Folding in strongly anisotropic layers near ice-sheet centers

Abstract

Conditions for passive folding near ice-sheet centers are derived treating the ice as an anisotropic viscous medium. Vertical uniaxial compression at a dome, or pure shear stress near a ridge divide, both tend to stretch and flatten folds, while horizontal simple shear deformation tends to overturn folds. Overturned folding is likely in a given vicinity in a steady-state flow field, if the initial slope of a layer disturbance exceeds the ratio of compressive/extensive deformation to shear deformation. Analytical equations for particle tracks in steady state allow us to model the evolution of layers with initial slope disturbances ("wrinkles"). The effects of anisotropy are explored using an analytical solution for the strain rate as a function of a vertically symmetric c-axis orientation distribution, called a cone fabric.

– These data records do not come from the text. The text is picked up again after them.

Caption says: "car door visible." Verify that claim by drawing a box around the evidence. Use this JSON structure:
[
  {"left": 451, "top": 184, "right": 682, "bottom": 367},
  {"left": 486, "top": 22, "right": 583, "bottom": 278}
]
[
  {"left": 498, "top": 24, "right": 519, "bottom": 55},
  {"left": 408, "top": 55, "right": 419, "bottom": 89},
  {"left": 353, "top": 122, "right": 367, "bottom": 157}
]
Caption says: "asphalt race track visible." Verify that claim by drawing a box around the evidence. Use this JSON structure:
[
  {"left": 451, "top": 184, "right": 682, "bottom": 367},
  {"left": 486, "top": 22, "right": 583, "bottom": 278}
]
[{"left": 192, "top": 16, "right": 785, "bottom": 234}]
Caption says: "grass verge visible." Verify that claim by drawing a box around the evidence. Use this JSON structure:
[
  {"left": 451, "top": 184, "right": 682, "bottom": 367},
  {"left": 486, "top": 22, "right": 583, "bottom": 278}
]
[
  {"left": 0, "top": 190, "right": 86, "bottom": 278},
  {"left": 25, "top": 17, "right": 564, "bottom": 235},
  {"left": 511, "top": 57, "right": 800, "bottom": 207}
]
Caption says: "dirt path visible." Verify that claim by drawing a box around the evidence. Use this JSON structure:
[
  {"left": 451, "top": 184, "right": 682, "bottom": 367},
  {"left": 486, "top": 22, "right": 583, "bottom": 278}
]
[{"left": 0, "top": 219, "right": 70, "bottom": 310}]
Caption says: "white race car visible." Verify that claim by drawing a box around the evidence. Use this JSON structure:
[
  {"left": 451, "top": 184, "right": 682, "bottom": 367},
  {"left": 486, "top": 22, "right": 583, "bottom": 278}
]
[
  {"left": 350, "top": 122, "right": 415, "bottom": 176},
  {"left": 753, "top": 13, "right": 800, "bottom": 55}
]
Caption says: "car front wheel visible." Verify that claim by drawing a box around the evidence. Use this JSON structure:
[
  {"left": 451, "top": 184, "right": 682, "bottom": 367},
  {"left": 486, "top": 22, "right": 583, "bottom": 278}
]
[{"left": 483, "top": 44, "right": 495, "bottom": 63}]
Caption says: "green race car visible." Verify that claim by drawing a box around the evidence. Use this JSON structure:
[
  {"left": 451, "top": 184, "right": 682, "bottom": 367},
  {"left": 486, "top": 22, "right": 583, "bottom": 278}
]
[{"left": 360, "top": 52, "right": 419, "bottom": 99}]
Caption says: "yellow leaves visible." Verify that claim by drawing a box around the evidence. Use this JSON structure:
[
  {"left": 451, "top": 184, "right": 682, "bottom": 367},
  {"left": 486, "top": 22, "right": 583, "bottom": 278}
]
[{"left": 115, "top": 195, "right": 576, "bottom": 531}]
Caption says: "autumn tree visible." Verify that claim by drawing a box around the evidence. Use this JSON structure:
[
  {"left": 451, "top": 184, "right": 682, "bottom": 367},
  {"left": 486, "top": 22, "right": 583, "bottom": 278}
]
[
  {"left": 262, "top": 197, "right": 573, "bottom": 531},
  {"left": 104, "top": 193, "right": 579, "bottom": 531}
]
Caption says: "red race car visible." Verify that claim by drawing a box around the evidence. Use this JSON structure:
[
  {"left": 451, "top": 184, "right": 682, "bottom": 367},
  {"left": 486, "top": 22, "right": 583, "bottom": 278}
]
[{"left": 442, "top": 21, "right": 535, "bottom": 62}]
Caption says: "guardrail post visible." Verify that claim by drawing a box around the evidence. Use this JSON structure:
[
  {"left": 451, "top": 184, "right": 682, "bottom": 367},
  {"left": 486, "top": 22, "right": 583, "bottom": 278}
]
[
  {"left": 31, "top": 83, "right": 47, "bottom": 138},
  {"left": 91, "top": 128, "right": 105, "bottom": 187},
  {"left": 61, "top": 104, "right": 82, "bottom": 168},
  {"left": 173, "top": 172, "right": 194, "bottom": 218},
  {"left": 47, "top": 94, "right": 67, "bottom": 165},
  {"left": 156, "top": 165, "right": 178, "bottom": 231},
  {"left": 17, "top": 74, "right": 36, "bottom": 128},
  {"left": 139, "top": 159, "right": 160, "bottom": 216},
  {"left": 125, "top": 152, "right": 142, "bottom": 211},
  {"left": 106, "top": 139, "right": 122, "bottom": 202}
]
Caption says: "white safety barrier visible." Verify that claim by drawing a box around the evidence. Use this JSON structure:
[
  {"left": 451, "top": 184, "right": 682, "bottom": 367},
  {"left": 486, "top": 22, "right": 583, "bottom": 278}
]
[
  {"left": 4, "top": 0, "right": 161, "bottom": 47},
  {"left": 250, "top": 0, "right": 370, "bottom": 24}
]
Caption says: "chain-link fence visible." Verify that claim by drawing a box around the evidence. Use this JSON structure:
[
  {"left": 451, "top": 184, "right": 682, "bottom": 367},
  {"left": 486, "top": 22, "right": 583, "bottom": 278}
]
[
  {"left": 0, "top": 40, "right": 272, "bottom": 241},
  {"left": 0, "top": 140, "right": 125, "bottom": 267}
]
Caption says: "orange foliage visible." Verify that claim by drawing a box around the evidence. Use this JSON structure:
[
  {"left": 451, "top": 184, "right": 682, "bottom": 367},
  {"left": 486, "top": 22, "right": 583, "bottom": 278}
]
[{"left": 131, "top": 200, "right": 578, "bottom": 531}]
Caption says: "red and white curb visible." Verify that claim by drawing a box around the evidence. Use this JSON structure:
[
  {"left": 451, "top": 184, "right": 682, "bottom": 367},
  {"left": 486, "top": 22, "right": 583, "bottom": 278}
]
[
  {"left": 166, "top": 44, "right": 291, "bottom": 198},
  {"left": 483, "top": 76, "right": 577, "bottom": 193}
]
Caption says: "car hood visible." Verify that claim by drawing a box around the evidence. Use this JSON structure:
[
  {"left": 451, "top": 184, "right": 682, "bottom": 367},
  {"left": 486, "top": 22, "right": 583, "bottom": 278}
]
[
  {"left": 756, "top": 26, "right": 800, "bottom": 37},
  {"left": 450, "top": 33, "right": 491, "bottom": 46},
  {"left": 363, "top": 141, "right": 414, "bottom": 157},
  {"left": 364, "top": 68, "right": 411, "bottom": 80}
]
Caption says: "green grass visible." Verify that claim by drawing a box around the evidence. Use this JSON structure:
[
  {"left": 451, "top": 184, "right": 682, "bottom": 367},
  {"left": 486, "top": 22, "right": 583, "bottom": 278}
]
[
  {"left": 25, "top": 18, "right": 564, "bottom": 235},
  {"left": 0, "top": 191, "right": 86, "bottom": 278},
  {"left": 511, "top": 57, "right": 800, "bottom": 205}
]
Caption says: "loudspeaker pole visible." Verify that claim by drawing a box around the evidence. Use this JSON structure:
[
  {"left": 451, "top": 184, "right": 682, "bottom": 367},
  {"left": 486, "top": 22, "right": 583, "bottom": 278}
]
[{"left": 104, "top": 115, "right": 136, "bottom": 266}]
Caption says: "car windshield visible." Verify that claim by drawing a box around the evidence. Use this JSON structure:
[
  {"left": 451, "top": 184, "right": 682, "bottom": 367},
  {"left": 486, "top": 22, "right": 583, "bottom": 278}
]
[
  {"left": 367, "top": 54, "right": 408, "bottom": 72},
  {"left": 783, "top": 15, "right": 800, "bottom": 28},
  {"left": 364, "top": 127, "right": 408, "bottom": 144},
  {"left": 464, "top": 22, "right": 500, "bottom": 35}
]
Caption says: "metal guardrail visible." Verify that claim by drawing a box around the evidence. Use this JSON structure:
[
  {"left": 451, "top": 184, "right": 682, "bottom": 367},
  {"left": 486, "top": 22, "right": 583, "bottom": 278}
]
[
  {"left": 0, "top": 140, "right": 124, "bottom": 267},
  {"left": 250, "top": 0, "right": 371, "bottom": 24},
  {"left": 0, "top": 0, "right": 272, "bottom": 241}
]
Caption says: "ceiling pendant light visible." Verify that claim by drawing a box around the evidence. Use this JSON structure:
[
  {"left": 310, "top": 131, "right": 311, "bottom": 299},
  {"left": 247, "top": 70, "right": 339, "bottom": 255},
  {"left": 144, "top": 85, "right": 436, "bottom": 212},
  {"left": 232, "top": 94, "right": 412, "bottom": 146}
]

Stronger anisotropy (small cone angle) makes the material softer in horizontal shear, and facilitates folding, i.e. elements with smaller slopes can be overturned for the same stress. The relation between anisotropy and folding is complicated by the fact that, for a range of cone angles, the material is also softer in compression, which opposes folding. Simulating a layer with spatially variable tilt of cone symmetry axes, and accounting for fabric development, demonstrates that variations in the fabric cause localized flow variations that could create the initial perturbations.